The simplest nonparametric model is the empirical cdf, as computed by the ecdf function. For a discrete marginal distribution, this is appropriate. However, for a continuous distribution, use a model that is smoother than the step function computed by ecdf. One way to do that is to estimate the empirical cdf and interpolate between the midpoints of the steps with a piecewise linear function. Another way is to use kernel smoothing with ksdensity. For example, compare the empirical cdf to a kernel smoothed cdf estimate for the first variable:
[Fi,xi] = ecdf(stocks(:,1)); figure() stairs(xi,Fi,'b','LineWidth',2) hold on Fi_sm = ksdensity(stocks(:,1),xi,'function','cdf','width',.15); plot(xi,Fi_sm,'r-','LineWidth',1.5) xlabel('X1') ylabel('Cumulative Probability') legend('Empirical','Smoothed','Location','NW') grid on
For the simulation, experiment with different copulas and correlations. Here, you will use a bivariate t copula with a fairly small degrees of freedom parameter. For the correlation parameter, you can compute the rank correlation of the data.
nu = 5; tau = corr(stocks(:,1),stocks(:,2),'type','kendall')
tau = 0.5180
Find the corresponding linear correlation parameter for the t copula using copulaparam.
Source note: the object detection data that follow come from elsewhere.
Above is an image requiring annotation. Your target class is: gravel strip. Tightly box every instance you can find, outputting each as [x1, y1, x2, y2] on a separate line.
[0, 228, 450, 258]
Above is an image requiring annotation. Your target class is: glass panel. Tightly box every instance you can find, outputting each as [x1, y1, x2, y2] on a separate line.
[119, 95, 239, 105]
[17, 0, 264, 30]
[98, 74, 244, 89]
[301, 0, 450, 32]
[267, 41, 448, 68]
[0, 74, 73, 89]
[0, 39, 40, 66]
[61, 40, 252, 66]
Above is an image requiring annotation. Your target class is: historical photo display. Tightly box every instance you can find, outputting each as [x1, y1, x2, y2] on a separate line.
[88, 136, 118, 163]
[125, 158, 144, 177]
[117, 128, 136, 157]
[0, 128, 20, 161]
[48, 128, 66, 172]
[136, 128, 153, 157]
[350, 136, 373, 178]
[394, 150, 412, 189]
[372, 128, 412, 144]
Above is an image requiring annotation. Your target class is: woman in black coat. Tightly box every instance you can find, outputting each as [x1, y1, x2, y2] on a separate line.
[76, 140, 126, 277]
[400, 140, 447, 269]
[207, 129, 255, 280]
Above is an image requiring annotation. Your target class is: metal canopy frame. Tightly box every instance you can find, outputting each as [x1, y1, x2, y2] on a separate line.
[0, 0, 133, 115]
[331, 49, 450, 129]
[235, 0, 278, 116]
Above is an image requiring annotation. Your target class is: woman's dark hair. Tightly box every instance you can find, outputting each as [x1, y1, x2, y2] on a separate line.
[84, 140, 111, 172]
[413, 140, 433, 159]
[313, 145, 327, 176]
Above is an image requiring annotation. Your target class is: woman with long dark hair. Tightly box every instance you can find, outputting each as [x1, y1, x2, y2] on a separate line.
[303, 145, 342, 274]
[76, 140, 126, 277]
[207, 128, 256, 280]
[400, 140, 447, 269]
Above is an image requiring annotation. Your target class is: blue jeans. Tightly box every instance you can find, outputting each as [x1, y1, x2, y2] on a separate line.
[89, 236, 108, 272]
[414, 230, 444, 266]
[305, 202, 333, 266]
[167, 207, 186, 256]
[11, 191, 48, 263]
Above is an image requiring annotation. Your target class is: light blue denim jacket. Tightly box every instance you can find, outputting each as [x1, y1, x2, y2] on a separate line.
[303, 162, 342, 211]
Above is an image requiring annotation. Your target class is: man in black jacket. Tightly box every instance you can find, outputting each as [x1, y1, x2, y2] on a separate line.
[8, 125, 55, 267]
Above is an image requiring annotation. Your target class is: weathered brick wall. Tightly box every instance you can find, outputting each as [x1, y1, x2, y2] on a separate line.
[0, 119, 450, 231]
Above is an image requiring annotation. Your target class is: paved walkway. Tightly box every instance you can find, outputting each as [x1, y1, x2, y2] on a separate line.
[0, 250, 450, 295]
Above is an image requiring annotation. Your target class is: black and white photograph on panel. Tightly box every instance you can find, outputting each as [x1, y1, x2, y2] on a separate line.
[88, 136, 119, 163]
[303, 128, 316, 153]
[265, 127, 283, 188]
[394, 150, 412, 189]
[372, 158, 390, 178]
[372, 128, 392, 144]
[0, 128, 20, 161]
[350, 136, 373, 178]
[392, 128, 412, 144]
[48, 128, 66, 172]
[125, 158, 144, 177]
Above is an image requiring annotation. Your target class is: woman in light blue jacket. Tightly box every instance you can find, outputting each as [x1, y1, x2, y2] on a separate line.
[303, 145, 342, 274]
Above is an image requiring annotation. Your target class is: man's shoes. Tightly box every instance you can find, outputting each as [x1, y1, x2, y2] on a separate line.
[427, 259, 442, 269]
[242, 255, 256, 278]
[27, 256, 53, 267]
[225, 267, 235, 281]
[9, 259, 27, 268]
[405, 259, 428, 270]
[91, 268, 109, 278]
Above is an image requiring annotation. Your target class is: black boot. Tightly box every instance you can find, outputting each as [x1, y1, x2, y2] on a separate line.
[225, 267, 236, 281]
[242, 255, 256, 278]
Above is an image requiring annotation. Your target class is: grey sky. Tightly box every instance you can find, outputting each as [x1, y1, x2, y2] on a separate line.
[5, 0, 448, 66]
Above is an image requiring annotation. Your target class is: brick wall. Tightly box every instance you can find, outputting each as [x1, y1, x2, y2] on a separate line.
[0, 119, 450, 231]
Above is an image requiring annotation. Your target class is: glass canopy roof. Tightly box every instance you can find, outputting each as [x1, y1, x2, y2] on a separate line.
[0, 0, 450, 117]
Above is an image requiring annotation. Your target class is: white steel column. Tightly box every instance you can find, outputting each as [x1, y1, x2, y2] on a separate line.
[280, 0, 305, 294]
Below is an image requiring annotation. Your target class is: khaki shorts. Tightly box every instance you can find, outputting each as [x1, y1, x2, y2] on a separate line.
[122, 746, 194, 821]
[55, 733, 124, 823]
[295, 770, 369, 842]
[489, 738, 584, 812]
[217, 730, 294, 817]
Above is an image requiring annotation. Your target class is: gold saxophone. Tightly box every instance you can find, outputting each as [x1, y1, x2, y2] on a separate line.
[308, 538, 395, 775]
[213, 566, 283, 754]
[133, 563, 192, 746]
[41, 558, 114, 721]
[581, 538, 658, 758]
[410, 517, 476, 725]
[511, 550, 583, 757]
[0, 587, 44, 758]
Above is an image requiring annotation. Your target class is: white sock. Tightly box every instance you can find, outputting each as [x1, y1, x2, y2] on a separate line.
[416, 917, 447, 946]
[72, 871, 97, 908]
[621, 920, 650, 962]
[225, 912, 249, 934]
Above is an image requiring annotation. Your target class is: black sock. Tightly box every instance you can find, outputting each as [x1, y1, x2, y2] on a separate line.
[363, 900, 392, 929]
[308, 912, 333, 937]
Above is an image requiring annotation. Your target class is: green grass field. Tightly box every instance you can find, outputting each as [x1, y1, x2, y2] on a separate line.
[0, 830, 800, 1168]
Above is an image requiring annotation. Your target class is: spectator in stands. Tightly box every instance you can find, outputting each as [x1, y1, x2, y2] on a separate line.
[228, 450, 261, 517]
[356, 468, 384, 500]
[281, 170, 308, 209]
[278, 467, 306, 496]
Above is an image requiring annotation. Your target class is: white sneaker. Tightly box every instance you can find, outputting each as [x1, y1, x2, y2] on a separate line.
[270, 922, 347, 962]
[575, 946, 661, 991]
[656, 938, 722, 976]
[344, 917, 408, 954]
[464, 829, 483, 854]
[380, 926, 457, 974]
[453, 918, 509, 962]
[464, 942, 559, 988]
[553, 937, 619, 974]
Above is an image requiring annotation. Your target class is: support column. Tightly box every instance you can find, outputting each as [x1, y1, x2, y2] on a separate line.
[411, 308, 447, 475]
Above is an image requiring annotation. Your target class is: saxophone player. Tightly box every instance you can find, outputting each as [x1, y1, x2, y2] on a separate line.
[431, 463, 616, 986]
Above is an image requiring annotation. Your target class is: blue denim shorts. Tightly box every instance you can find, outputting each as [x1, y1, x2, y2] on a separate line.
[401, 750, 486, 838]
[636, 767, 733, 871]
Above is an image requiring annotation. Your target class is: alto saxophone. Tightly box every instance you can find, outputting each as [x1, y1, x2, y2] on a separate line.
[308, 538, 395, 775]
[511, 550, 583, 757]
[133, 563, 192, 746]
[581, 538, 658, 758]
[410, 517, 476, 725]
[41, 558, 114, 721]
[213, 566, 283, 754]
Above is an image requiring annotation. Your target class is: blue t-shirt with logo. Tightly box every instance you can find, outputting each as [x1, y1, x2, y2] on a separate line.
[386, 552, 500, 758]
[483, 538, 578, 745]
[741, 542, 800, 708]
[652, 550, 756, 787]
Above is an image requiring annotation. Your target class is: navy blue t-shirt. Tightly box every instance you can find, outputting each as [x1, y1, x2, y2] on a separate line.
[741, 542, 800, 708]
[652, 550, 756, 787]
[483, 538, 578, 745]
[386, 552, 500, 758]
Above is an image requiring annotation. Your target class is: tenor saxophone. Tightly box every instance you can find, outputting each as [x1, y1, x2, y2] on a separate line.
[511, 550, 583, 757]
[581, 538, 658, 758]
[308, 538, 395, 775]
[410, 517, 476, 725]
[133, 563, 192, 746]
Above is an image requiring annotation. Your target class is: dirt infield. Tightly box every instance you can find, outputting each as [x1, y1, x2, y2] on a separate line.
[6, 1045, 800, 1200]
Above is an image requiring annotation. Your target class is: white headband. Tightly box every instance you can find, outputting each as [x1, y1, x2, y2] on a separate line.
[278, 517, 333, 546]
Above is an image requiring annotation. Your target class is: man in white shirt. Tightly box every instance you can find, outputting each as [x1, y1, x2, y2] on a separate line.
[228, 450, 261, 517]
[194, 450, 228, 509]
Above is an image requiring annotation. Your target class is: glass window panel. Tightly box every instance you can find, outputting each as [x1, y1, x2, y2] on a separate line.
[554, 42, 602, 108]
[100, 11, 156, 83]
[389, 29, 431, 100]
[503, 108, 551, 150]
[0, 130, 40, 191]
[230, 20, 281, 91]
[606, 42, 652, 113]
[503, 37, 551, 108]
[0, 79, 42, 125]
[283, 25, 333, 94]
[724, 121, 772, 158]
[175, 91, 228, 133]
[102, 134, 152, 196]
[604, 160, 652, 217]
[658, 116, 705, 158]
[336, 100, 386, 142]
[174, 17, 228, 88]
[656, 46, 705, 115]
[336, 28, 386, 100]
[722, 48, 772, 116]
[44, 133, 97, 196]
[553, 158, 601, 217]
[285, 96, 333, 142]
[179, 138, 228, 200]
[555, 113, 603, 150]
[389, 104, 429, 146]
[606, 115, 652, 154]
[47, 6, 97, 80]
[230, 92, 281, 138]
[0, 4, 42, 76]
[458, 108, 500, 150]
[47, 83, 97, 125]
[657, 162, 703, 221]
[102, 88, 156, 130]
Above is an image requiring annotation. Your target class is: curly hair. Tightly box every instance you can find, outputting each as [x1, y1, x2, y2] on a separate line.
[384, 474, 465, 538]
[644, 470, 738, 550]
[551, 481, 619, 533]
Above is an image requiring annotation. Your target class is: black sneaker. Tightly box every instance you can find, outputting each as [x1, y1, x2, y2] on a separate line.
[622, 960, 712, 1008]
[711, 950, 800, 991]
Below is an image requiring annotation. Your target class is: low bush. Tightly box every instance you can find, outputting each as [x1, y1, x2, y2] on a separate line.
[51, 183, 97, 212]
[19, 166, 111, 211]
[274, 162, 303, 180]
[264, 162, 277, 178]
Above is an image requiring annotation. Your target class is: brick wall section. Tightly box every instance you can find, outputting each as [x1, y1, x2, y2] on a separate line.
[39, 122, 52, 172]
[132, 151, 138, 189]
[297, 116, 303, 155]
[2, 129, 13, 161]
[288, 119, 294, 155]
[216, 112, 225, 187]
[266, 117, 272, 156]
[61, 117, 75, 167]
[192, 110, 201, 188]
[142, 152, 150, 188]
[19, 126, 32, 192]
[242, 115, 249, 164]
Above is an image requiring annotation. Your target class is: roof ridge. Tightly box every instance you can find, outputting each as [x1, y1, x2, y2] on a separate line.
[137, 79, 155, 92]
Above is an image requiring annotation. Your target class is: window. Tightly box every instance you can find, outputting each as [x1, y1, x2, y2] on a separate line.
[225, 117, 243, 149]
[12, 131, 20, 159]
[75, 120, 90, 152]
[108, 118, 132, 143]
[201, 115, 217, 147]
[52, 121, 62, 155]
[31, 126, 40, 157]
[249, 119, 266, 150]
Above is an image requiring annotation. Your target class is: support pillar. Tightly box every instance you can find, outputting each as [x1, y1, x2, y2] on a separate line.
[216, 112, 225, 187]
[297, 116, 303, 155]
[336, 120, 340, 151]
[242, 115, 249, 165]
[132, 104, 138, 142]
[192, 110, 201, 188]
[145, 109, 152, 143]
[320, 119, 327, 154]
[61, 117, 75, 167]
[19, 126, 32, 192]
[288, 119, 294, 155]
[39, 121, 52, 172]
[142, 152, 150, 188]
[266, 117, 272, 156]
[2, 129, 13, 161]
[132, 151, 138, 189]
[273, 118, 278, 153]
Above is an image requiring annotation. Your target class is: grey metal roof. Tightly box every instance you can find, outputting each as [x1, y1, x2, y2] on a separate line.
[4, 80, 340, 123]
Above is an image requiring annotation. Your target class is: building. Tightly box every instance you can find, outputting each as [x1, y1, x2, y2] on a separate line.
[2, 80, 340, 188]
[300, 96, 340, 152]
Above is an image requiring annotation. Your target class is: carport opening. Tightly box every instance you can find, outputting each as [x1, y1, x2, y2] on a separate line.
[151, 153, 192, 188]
rho = copulaparam('t', tau, nu, 'type','kendall')
rho = 0.7268
Next, use copularnd to generate random values from the t copula and transform using the nonparametric inverse cdfs. The ksdensity function allows you to make a kernel estimate of distribution and evaluate the inverse cdf at the copula points all in one step:
n = 1000;
U = copularnd('t',[1 rho; rho 1],nu,n);
X1 = ksdensity(stocks(:,1),U(:,1),... 'function','icdf','width',.15); X2 = ksdensity(stocks(:,2),U(:,2),... 'function','icdf','width',.15);
Alternatively, when you have a large amount of data or need to simulate more than one set of values, it may be more efficient to compute the inverse cdf over a grid of values in the interval (0,1) and use interpolation to evaluate it at the copula points:
p = linspace(0.00001,0.99999,1000); G1 = ksdensity(stocks(:,1),p,'function','icdf','width',0.15); X1 = interp1(p,G1,U(:,1),'spline'); G2 = ksdensity(stocks(:,2),p,'function','icdf','width',0.15); X2 = interp1(p,G2,U(:,2),'spline'); scatterhist(X1,X2,'Direction','out')
The marginal histograms of the simulated data are a smoothed version of the histograms for the original data. The amount of smoothing is controlled by the bandwidth input to ksdensity.
This example shows how to use copulafit to calibrate copulas with data. To generate data Xsim with a distribution "just like" (in terms of marginal distributions and correlations) the distribution of data in the matrix X , you need to fit marginal distributions to the columns of X , use appropriate cdf functions to transform X to U , so that U has values between 0 and 1, use copulafit to fit a copula to U , generate new data Usim from the copula, and use appropriate inverse cdf functions to transform Usim to Xsim .
Load and plot the simulated stock return data.
load stockreturns x = stocks(:,1); y = stocks(:,2); scatterhist(x,y,'Direction','out')
Transform the data to the copula scale (unit square) using a kernel estimator of the cumulative distribution function.
u = ksdensity(x,x,'function','cdf'); v = ksdensity(y,y,'function','cdf'); scatterhist(u,v,'Direction','out') xlabel('u') ylabel('v')
Fit a t copula.
[Rho,nu] = copulafit('t',[u v],'Method','ApproximateML')
Rho = 1.0000 0.7220 0.7220 1.0000 nu = 3.2780e+06
Generate a random sample from the t copula.
r = copularnd('t',Rho,nu,1000); u1 = r(:,1); v1 = r(:,2); scatterhist(u1,v1,'Direction','out') xlabel('u') ylabel('v') set(get(gca,'children'),'marker','.')
Transform the random sample back to the original scale of the data.
x1 = ksdensity(x,u1,'function','icdf'); y1 = ksdensity(y,v1,'function','icdf'); scatterhist(x1,y1,'Direction','out') set(get(gca,'children'),'marker','.')
As the example illustrates, copulas integrate naturally with other distribution fitting functions.